Здорово, что жизнь сама все разруливает. А мама моя – молодец! Хорошо, что благодаря ей я Митьку Паисием не назвала. Теперь сама рада-радешенька. Нельзя, нехорошо в такой претенциозности жить.

Но иногда, каюсь, хочется все-таки показать свои рафинированность и неординарность. Но для этого, скажу я вам, существуют домашние животные.

Когда Митька был еще совсем маленький, мы жили на даче у моего папы. Хорошо там – лесок березовый!.. И вот однажды Митька, сам еще такой карапуз, приносит домой малепусенького котенка. Трогательно так тискает его в руках и говорит: «Давай, мама, возьмем этого бедолажку! Его кошка бросила в кустиках. Всех других котят забрала, а этого – нет». Ну и взяли мы этого котенка: типа жалко. Митька-то сам не знал, как котенка назвать; вернее, он его Тайсоном сначала хотел. Но тут уж я решила применить свой интеллект на практике. Давай, говорю, его Кустикоff назовем. Ты же его в кустике нашел, а ff имени благородство придаст… Так и назвали. В быту, дома, он просто Кусти.

Ну вот, теперь вам стало кое-что обо мне известно, и дальше можно уже не распространяться о таких деталях.

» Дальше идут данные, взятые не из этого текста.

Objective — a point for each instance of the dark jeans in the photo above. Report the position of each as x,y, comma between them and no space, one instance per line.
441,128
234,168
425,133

Витьку Перепахарева я знаю давно, потому что с его сестрой Анжелкой мы в одном классе в школе учились, и вообще она – моя самая лучшая подруга. Помню, какой он студентом на физфаке был. Нос длинный, глаза такие зеленые, волосы такие туда-сюда… Он тогда совсем другой был. Этакий живчик. Умный такой, добрый. А потом как-то что-то в нем вдруг повернулось, брык – и все. Стал пить запоями.

Начинал потихоньку, а потом прямо совсем плохо стало. Не то чтобы просто плохо, а даже чудовищно, я бы сказала, стало! И он, конечно, совсем другим стал и внешне даже изменился. Нос такой, глаза как-то заузились… И характер, и сам – просто чудовище! В те короткие моменты, когда он не пил, еще ничего. А в остальные – ужасно. Врагу не пожелаешь.

Они с сестрой, с Анжелкой, и раньше никогда не были особо близки, а тут вообще… даже общаться друг с другом почти перестали. Как чужие. Ну, не совсем, конечно, чужие – в быту-то, брат, сестра, яичница, трусы, всякое… Если в одной квартире люди живут. Тут все равно на бытовом уровне общаться приходится. Туда-сюда, да-нет, то-се… Сколько ж лет прошло? Наверное, уже лет двадцать, потому что мы с Анжелкой как раз школу заканчивали… Или уже закончили, и Анжелка на курсах училась?..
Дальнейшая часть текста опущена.